# help with box steps



## ceabrm (Dec 29, 2016)

trying to figure out how to attach the top box to the base for a 2-step freestanding stair. pocket holes? metal rods? corner blocks? straps? i'm using 2×6 lumber; the entire set is 80" wide, 27" deep and 12" tall.


----------



## lumbering_on (Jan 21, 2017)

For this, I'd probably just corner brackets or gussets, either should work. I don't even know if they make pocket screws for this size.


----------



## Kazooman (Jan 20, 2013)

I agree some simple gussets should do the trick. Just some scrap pieces of plywood spanning the joint between the steps, construction glued and screwed in place. Completely hidden after the treads are installed. They used to make trusses this way back in the good old days.


----------



## bilyo (May 20, 2015)

My first thoughts were as mentioned above. However, if you don't want any fasteners showing (not sure why that might matter) you could use biscuit joinery or dowels.


----------



## GR8HUNTER (Jun 13, 2016)

> I agree some simple gussets should do the trick. Just some scrap pieces of plywood spanning the joint between the steps, construction glued and screwed in place. Completely hidden after the treads are installed. They used to make trusses this way back in the good old days.
> 
> - Kazooman


+1 *DITTO :<)) ^^^^^^^^^^^^^^^^^^^^^^^^^^^^^^^^ *


----------



## kkaucher (Jul 11, 2017)

Interior or exterior? How much traffic? Skinny people or, um, of greater mass? What kind of base will the steps rest on?

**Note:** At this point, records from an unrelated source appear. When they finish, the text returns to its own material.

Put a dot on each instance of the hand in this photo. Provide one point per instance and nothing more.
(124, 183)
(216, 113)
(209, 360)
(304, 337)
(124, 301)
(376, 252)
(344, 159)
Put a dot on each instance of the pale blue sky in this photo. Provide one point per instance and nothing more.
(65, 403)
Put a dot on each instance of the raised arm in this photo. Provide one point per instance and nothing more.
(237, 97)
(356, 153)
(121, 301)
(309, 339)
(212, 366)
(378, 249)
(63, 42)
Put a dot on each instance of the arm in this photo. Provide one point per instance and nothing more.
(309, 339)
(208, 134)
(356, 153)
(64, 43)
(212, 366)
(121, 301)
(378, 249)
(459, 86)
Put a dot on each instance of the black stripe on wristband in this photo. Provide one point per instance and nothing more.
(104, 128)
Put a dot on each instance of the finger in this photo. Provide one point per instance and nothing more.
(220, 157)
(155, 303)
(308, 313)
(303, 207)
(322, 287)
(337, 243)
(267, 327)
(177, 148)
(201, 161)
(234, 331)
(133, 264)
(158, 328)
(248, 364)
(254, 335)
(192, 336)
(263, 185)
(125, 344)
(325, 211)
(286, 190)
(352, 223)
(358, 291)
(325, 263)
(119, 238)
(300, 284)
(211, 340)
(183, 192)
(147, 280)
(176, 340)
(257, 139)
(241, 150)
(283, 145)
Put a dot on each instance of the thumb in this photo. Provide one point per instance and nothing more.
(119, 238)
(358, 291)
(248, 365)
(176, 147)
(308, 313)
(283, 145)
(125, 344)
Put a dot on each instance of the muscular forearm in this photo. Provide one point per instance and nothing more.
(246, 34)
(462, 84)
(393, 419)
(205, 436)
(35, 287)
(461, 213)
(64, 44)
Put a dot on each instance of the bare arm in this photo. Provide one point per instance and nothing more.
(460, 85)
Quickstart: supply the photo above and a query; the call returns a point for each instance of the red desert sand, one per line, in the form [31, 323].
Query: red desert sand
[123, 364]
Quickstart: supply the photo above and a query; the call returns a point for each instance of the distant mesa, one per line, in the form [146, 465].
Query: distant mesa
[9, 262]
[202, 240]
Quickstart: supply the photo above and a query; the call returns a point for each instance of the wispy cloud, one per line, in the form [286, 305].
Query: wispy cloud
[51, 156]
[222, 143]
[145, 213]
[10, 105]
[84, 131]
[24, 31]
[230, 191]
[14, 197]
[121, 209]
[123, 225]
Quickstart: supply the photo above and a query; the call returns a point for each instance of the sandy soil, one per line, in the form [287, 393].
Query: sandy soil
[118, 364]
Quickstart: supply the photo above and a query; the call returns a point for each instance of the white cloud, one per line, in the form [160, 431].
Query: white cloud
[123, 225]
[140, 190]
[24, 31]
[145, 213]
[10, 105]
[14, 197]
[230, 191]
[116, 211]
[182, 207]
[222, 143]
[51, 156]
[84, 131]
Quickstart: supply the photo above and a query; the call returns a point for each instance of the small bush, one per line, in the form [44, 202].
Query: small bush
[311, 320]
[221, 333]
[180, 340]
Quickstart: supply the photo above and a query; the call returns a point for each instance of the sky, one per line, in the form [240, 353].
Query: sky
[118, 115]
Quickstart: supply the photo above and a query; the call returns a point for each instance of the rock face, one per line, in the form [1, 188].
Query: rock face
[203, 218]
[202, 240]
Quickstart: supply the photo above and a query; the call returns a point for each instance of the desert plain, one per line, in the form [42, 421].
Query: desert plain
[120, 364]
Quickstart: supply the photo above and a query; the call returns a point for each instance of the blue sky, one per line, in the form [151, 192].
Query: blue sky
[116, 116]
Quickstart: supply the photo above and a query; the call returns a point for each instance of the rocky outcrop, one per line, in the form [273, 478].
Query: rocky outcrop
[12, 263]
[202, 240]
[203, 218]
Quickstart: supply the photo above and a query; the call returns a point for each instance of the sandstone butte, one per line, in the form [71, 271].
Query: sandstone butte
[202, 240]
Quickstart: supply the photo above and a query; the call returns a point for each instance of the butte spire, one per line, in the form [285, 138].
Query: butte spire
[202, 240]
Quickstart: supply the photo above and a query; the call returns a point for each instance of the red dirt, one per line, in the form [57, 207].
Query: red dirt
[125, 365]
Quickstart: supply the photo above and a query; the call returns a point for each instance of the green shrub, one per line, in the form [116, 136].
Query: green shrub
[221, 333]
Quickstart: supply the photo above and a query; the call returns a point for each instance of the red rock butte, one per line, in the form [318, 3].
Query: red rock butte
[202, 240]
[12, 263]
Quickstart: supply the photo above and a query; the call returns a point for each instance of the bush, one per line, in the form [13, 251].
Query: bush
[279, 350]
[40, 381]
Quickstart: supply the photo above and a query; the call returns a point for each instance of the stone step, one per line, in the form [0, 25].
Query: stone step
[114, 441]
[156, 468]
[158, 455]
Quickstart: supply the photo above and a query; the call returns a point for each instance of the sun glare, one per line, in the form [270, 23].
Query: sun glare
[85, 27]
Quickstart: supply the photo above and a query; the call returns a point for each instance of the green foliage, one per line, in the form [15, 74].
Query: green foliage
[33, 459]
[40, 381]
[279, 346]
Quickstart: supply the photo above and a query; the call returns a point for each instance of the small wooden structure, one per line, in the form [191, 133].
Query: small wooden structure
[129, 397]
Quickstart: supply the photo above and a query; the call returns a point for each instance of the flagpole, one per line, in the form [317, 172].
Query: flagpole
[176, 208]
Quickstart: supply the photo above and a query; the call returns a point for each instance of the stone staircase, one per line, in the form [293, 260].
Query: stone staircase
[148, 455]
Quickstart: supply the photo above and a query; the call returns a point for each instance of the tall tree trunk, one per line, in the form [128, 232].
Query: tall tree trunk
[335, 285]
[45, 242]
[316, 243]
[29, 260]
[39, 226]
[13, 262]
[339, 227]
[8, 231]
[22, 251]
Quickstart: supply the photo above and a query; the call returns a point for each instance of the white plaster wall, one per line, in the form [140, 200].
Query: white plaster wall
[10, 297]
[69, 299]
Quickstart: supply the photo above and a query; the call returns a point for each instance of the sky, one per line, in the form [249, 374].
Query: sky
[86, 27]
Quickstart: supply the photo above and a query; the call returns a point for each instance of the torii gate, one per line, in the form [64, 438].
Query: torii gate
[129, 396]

If the steps are exterior, plywood gussets will eventually delaminate and steel screws will rust, unless you use marine grade ply. I'd use Kreg screws, the blue screws for exterior use. (It's not worth the additional cost for stainless.)

1/2" screws will properly secure the face joints. I'd avoid biscuits, they're great for aligning, but don't produce strong joints. Dowels would be OK, but you'd need quite a few larger-diameter dowels for the job.

If it were up to me, I'd use pocket screws. Add some glue to the joints if you're nervous.


----------



## ceabrm (Dec 29, 2016)

exterior, they lead to my new shed.
i've finished the carcase, cut the treads, and now it's just sitting in place, waiting for me to figure out the best way to join the bottom and top boxes. 
i dug out a bit of grass and dirt, filled with gravel and sand, then leveled with blocks. it weighs a ton…
i've got plenty of deck screws and blue kregs in the proper sizes, i was just hoping not to have to use my nice bits on crappy, wet treated wood :/


----------